Un mouvement social de masse

Les Moral Mondays ont contribué à mobiliser le discours religieux et progressiste contre les conservateurs et l’arrogance des riches pour appeler à améliorer la vie des tra­vail­leurs·euses et du peuple.

En Caroline du Nord, depuis 2007, le mouvement avait adopté un programme de revendications en 14 points comprenant : une éducation de qualité pour tous les enfants, un salaire décent et un soutien économique pour les personnes à bas revenus, des soins médicaux pour tous, une rupture avec l’histoire et les pratiques racistes de l’Etat, la facilitation du vote et le financement public des élections, le soutien aux universités historiquement noires, une politique d’embauche et de contrats égale pour toutes et tous, des contrats collectifs pour les sa­la­rié·e·s du secteur public, des logements à des prix abordables, la fin des pratiques racistes de la justice pénale, la promotion de la justice environnementale, la défense des droits des im­mi­gré·e·s, le renforcement des lois et des agences de protection des droits civils, ainsi que le rapatriement de toutes les troupes d’Irak.

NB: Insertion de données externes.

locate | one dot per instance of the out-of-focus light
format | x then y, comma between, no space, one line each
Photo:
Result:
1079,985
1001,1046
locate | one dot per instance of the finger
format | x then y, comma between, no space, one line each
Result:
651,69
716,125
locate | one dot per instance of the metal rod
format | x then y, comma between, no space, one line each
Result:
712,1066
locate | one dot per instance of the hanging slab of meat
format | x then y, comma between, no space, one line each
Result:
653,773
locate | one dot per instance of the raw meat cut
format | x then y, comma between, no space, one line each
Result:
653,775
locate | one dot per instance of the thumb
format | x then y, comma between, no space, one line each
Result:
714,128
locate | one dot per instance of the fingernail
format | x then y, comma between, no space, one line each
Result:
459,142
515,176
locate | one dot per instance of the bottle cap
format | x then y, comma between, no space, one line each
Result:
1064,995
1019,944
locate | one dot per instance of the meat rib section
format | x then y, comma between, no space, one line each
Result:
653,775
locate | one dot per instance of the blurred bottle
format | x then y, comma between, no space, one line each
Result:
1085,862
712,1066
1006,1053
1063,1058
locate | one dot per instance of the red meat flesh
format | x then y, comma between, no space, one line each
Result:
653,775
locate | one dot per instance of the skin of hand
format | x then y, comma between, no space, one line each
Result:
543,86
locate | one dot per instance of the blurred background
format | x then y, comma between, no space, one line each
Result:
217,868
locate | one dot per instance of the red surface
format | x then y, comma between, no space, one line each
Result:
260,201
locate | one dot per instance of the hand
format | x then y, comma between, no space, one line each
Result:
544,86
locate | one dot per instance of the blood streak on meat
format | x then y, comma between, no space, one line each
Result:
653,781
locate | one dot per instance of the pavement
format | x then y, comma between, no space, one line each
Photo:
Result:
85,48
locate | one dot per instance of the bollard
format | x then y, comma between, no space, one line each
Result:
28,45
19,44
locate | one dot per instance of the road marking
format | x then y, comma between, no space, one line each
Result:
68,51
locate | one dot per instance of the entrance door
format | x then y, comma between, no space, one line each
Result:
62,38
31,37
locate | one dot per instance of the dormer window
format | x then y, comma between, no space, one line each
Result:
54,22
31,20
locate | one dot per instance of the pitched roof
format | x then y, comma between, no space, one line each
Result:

La première grande marche du Moral Monday de 2014, le 1er février, a rassemblé entre 80 000 et 100 000 personnes à Raleigh, tandis que le mouvement commence à essaimer en Caroline du Sud et en Géorgie. Ce mouvement a suscité parmi les plus importantes manifestations sociales du Sud des Etats-Unis depuis le mouvement afro-américain des droits civils des années 50 et 60. Il a aussi représenté la mobilisation sociale le plus importante et la plus durable de l’année 2013 dans tout le pays.